As a whole, it was a patchwork creation, with various shades of gray, brown, and black forming the structure depending on the skyfall they had been able to scavenge. There was no shortage of areas that sported gaping holes in the exterior plating, and the similarly unfinished interior rooms were visible through them.

One of these holes emitted a silvery flash suddenly, and Noah shaded his eyes in an attempt to aid his focus. It flashed again as something moved within, preempting the exit of a tall humanlike shape made of metal pipes. It grabbed the edge of its hole and slid down the side of the craft to land with an echoing thud at the bottom of the cavern. The creature bounded over, and as it drew nearer he could make out the form of a boy nestled within the pipes of the machine, directing its movements with his own appendages.

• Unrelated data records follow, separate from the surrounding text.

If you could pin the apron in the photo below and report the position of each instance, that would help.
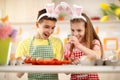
(44, 51)
(82, 76)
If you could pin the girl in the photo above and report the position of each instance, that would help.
(83, 41)
(42, 45)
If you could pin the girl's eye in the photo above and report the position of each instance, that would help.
(79, 30)
(72, 30)
(53, 27)
(46, 26)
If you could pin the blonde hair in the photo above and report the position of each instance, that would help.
(90, 33)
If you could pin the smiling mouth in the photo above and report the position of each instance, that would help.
(46, 35)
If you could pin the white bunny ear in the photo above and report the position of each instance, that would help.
(78, 12)
(67, 8)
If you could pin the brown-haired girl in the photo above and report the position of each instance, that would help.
(83, 41)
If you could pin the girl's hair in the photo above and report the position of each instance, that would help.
(44, 17)
(90, 33)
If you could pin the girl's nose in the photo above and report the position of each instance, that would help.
(50, 31)
(75, 33)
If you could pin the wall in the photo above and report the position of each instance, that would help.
(22, 17)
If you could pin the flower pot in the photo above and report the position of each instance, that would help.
(5, 49)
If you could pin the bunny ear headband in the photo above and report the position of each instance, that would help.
(54, 12)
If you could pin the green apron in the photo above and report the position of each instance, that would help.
(44, 51)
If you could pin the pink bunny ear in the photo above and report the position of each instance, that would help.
(78, 10)
(67, 8)
(50, 8)
(58, 9)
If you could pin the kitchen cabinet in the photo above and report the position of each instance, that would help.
(24, 10)
(9, 72)
(60, 69)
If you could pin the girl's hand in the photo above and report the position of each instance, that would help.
(76, 61)
(74, 40)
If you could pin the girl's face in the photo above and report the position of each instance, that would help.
(78, 30)
(46, 28)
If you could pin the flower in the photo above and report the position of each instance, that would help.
(109, 10)
(6, 30)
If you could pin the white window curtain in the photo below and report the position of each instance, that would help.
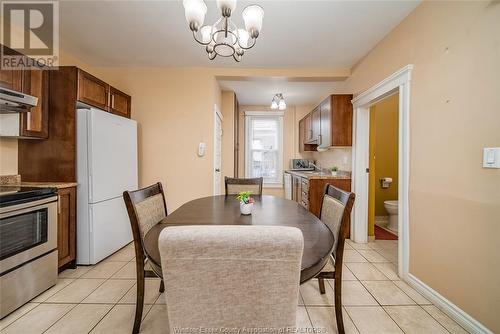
(264, 147)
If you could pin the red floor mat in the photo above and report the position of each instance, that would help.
(382, 234)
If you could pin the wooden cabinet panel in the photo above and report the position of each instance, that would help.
(305, 131)
(325, 139)
(66, 227)
(35, 123)
(316, 125)
(92, 91)
(11, 79)
(119, 103)
(308, 128)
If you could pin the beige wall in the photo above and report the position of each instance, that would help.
(174, 109)
(454, 113)
(228, 112)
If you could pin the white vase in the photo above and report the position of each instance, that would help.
(246, 208)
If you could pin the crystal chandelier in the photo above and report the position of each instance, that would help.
(223, 38)
(278, 102)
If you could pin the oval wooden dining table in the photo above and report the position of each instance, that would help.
(267, 210)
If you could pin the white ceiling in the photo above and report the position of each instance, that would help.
(261, 91)
(333, 34)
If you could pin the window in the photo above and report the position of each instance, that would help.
(264, 147)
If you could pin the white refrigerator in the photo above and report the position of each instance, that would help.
(106, 166)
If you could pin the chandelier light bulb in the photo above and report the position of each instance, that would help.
(206, 34)
(253, 15)
(274, 105)
(282, 105)
(223, 38)
(226, 7)
(243, 37)
(195, 11)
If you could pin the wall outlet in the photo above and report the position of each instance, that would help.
(491, 157)
(201, 149)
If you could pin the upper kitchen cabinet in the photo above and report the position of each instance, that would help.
(119, 103)
(92, 91)
(35, 123)
(313, 127)
(11, 79)
(328, 125)
(97, 93)
(336, 121)
(31, 124)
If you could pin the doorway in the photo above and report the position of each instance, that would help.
(217, 151)
(383, 172)
(397, 83)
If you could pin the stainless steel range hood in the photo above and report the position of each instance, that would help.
(15, 102)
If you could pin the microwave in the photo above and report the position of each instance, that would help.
(301, 164)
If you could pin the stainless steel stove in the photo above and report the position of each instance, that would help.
(28, 244)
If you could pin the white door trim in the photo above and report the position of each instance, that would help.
(217, 114)
(398, 82)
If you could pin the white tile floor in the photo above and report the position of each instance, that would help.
(101, 299)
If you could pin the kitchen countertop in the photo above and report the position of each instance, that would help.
(15, 180)
(58, 185)
(318, 175)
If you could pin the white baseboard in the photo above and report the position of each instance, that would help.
(453, 311)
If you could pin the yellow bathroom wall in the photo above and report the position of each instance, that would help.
(371, 175)
(383, 153)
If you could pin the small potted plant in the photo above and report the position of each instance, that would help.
(246, 202)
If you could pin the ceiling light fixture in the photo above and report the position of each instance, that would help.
(223, 38)
(278, 102)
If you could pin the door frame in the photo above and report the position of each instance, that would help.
(398, 82)
(217, 114)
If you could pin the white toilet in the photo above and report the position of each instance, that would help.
(392, 208)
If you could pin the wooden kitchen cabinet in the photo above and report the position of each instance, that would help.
(119, 103)
(325, 138)
(315, 129)
(95, 92)
(54, 159)
(66, 227)
(92, 90)
(35, 82)
(11, 79)
(329, 124)
(308, 192)
(35, 123)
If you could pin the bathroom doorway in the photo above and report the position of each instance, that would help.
(396, 83)
(383, 171)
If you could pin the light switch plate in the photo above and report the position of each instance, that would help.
(491, 157)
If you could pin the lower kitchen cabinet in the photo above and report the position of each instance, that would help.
(66, 227)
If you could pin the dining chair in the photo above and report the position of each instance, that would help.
(235, 277)
(335, 213)
(235, 186)
(146, 207)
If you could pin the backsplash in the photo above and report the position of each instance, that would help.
(340, 157)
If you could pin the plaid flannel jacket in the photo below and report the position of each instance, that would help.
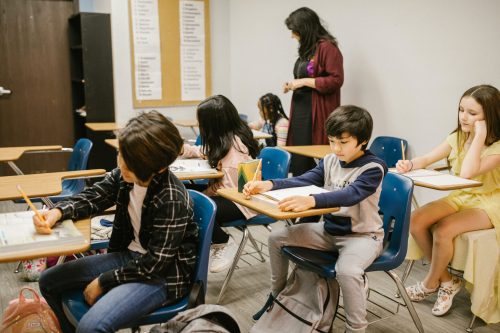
(167, 232)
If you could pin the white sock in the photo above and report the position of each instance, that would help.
(447, 283)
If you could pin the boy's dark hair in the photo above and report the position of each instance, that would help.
(149, 143)
(350, 119)
(219, 123)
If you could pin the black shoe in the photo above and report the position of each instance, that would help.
(269, 302)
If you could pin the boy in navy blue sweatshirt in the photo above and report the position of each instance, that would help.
(353, 175)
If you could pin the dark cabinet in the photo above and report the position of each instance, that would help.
(92, 82)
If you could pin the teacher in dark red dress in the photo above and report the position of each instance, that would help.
(318, 76)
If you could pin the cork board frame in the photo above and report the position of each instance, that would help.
(168, 14)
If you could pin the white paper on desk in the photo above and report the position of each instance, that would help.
(18, 233)
(181, 166)
(420, 173)
(278, 195)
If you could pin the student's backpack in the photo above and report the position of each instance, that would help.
(203, 318)
(308, 303)
(31, 315)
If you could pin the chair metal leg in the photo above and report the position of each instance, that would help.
(255, 246)
(18, 268)
(469, 329)
(409, 304)
(233, 266)
(406, 273)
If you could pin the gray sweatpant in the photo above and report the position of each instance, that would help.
(356, 253)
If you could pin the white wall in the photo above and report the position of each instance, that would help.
(406, 61)
(122, 70)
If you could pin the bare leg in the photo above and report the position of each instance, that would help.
(447, 229)
(422, 220)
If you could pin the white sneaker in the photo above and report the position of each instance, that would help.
(222, 256)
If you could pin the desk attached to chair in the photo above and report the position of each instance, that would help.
(11, 154)
(314, 151)
(40, 184)
(268, 209)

“Hey, you guys made it back quicker than I thought!” he called out. “I came here but you were gone, so I ironed out the last few kinks on my Mehkxoskeleton while I was waiting. Whatcha think?”

Noah nodded in approval. “Looks good, Atari. That should make plating the stabilizer rings worlds easier.”

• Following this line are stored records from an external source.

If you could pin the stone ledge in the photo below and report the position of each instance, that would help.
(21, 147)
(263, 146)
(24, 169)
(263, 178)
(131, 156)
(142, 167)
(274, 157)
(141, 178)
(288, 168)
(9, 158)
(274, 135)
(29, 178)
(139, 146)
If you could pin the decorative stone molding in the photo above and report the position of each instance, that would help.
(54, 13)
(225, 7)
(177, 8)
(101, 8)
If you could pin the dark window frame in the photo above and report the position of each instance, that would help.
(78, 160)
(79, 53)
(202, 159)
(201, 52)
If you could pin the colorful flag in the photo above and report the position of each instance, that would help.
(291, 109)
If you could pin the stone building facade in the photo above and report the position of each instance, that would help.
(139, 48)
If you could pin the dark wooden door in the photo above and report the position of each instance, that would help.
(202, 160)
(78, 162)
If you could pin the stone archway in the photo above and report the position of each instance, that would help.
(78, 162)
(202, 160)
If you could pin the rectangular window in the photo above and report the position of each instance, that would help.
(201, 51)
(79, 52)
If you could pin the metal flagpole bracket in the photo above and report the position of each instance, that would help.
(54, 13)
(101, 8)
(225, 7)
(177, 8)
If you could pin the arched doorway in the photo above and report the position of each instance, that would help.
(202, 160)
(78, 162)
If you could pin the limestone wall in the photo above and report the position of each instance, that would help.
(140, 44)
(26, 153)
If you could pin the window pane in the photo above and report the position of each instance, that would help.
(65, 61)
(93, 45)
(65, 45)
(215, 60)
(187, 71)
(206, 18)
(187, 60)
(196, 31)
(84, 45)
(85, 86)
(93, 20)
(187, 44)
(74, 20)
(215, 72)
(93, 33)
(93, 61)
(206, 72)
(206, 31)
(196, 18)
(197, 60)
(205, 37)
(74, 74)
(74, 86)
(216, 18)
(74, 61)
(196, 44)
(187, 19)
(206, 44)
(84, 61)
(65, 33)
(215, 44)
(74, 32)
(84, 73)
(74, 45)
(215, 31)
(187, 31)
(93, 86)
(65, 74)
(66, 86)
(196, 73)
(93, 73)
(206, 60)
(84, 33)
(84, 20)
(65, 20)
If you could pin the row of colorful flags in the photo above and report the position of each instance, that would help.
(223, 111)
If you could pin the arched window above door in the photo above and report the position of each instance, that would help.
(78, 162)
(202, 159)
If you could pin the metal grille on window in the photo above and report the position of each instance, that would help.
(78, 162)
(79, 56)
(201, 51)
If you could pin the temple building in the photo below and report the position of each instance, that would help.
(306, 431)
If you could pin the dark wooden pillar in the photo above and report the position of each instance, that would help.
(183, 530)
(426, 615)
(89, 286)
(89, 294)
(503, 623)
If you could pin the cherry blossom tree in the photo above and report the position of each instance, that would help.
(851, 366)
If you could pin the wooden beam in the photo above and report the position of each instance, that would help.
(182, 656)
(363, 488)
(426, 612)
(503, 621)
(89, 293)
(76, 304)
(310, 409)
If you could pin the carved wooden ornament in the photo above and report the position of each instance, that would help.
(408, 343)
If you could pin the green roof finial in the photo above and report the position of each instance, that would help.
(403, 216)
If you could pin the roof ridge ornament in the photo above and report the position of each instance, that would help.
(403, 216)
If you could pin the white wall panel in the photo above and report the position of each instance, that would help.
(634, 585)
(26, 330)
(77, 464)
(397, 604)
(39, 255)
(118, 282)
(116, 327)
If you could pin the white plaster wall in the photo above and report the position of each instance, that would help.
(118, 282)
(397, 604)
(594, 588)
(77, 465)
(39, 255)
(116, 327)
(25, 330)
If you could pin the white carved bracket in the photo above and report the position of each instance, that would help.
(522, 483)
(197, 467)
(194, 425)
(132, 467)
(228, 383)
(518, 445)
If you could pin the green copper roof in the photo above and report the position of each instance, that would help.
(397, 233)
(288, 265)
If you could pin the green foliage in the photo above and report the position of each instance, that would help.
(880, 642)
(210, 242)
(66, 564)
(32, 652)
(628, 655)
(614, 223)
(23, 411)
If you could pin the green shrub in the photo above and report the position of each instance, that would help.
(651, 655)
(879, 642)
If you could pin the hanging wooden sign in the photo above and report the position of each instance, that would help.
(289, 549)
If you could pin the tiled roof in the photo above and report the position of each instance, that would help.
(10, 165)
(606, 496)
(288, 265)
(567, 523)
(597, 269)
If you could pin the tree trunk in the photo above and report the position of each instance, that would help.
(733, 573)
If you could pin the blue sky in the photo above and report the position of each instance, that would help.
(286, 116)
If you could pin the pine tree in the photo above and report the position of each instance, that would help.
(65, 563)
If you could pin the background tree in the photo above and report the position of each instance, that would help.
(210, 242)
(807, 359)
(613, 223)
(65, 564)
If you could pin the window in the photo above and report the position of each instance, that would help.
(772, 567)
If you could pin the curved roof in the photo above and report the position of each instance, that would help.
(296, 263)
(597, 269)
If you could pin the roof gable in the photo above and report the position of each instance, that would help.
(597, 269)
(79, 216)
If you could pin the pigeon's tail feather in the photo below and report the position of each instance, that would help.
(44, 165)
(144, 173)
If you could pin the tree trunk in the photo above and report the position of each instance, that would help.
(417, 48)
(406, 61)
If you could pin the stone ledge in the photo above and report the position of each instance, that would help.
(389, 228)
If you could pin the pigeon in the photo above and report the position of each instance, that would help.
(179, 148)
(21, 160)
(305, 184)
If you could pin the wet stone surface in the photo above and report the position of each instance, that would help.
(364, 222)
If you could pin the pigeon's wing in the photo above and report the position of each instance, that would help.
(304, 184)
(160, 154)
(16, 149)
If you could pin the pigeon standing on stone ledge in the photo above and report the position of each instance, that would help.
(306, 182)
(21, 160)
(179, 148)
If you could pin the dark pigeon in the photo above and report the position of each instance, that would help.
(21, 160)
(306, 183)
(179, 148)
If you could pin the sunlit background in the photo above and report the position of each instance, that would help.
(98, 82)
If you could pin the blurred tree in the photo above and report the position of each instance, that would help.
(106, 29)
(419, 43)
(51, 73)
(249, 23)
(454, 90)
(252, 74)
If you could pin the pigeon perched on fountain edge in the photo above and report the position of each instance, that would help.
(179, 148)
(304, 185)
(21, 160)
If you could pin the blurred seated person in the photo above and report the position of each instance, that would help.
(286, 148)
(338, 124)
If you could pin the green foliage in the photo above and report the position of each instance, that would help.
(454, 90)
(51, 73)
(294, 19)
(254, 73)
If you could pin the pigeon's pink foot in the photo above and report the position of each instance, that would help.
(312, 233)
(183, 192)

Atari gestured, and the pipes securing his chest popped open, swinging upwards to create an opening that he promptly hopped out from. He was of average height, wiry-framed with a shock of black hair that encircled his head and hung low over the right side of his forehead in clusters of strands that remained scattered in open rebellion against his attempts to comb them, or at least they would have if such attempts existed. A dime-sized tattoo rested on his left temple with three slightly curved lines converging upwards - the symbol of the ancient system that was his namesake - ringed in a clear implanted panel that glowed with a soft neon pink light and pulsed irregularly. Much like the others, he dressed simply in old jeans and a black hoodie, prioritizing performance before appearance.

He swept a hand through his hair and depressed a button on a small black hook resting above his earlobe. At his touch, it expanded outwards along with its twin on his other ear, growing like a shoot towards the front of his face before they each branched inwards and melded together to form a set of wire-rimmed glasses perfectly positioned on the bridge of his nose. They appeared empty for a moment, and then the interior edges of the frames generated a grid of deep blue lasers that coalesced into a magnifying field. A series of microscopic digits scrolled over the lens that Noah couldn’t read, but Atari’s eyes fixated on them and he fiddled with some controls on the temples to change the output.

“Let’s see what we’re looking at,” he mused, striding towards the day’s haul. He stroked the topmost slab of cut iron with two fingers of his left hand, turning them over palm-up and pressing the fingers of his right hand against the simple silver band on his wrist as if checking his pulse. The band shifted towards his hand, and when he raised it, the metal slab floated into the air in response. He twirled his wrist and it began rotating before him. He nodded in satisfaction and let his arm drop, sending the slab back down to the pile with a resounding clang. All activity stopped, and he glanced around sheepishly in the sudden silence.

“Sorry. . . wait, so you guys already knew metal is loud when you drop it? It’s just me?” he quipped, receiving a chorus of groans and eye rolls as they returned to preparing their tools. He winked at Noah, then clambered back into his mechsuit.

Noah strode into the center of the room and raised his arms. “Alright, listen up! We’ve got an hour before Jake and Trystin leave for the game, so let’s not waste time! Forget the sensor tests for now - we’re gonna try to finish paneling the first stabilizer ring today now that we’ve got all this new material.”

Various indications of assent returned to him. Leah flashed him a thumbs up, Atari pumped the fist of his Mehkxoskeleton in the air, Jake saluted, Lilly nodded, and Zoe cartwheeled in preparation.